Enjoy what you are doing and do not compare yourself with other artists. Never stop learning and do not be afraid to experiment with new ideas, just follow your instinct. It is also very important to learn how to market your music, this is the key to become successful, you need to create good music of course, but you also have to be very good at promoting it.

For those who are thinking about pursuing a career composing music, I would recommend that they learn to play the music of their favourite composers as by doing this, they will get some nice ideas that they can then develop and create a composition of their own. At least this is how I get new ideas most of the time. Improvising is also another good way of getting ideas.

What do you feel needs to be done to grow and maintain classical music’s audiences?

I think that traditional classical music venues and labels need to take more risks and start offering new modern contemporary styles of classical music. The classical music label Deutsche Grammophon is already embracing this philosophy and they are growing their audiences.

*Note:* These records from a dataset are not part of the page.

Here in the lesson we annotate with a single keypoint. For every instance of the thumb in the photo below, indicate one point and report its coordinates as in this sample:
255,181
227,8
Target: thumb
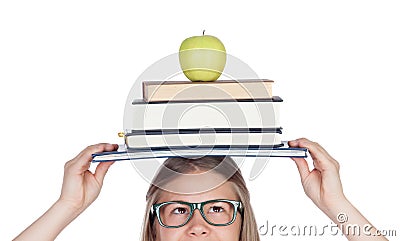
101,171
303,168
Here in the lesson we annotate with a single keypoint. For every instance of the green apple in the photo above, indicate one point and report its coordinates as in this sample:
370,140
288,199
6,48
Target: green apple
202,58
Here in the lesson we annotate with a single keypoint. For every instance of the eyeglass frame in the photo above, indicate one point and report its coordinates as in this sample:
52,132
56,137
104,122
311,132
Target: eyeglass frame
238,206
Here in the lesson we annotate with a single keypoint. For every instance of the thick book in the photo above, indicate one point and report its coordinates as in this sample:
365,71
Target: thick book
254,113
215,90
137,155
204,137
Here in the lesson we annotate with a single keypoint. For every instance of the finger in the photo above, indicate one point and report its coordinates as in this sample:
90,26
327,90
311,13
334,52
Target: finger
101,171
303,168
322,160
84,158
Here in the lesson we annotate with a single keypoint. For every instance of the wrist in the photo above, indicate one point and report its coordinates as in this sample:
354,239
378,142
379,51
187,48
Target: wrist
70,208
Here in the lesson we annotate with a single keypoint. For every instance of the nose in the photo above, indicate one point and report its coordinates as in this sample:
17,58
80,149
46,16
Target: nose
197,226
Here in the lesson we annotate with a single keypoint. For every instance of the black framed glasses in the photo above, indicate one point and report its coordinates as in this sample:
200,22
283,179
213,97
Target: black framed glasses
175,214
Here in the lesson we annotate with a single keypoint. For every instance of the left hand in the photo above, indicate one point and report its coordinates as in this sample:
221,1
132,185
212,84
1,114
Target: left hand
80,186
322,184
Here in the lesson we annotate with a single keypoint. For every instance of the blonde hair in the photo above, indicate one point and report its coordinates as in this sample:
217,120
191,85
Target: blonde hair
224,166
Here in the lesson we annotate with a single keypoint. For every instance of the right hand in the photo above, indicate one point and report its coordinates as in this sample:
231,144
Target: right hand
80,186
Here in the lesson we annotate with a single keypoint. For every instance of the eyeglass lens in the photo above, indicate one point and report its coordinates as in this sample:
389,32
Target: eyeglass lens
175,214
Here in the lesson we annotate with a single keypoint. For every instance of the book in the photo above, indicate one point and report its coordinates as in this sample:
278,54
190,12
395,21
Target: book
203,137
215,90
135,155
254,113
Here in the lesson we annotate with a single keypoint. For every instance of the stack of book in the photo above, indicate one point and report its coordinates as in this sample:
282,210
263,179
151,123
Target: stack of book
191,119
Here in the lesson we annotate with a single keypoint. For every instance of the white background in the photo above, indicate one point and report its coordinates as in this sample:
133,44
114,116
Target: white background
66,68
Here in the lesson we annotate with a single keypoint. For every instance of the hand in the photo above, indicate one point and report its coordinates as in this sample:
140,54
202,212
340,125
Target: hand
80,186
322,184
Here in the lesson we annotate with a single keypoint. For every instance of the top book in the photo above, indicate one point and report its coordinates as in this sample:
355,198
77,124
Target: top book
154,91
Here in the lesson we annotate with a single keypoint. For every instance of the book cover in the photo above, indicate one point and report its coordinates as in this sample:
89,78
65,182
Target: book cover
254,113
203,137
220,89
137,155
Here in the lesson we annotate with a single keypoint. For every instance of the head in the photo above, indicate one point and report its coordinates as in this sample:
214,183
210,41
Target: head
198,181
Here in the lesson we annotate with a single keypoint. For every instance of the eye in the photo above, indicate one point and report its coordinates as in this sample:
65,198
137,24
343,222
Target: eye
216,209
180,210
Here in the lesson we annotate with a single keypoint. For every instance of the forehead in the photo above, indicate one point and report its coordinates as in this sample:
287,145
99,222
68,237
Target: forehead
223,191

I see that a group of modern classical musicians such as Ludovico Einaudi, Hania Rani and Joep Beving are already attracting younger people to their concerts. There is a classical music sensibility to their playing, but at the same time, they made this style of music more approachable for people out there including younger people.

What is your most treasured possession?

My digital and acoustic pianos and my stand up paddle board. I love paddling on the sea – it makes me feel so relaxed and free.

What do you enjoy doing most?

I enjoy playing the piano, running and paddling on the sea. I feel very lucky to be able to do all of these things every day. I play the piano and then go running every day and once a week I go to paddle on the sea if weather permits of course.

What is your present state of mind?

At the time of completing this interview, I feel very happy and motivated. My wife says that I am always happy and motivated so this is usually my current state of mind.

On 21 January 2022, Juan Sánchez will be performing a livestreamed piano and cello concert by candlelight in Barcelona with the Spanish cellist Iratxe Ibaibarriaga. More information. https://juansanchezmusic.info/live-streaming-concerts

“The moment you start really believing in yourself, the magic begins.” – Juan Sánchez

Juan Sánchez is a composer living in Barcelona, Spain; currently, he is primarily focused on the piano. In his twenties, he lived in London and performed with live bands before returning to Spain. In 1999, he retreated to the studio to make instrumental ambient electronic music, and since then he has been creating music for multimedia and sound libraries for music producers.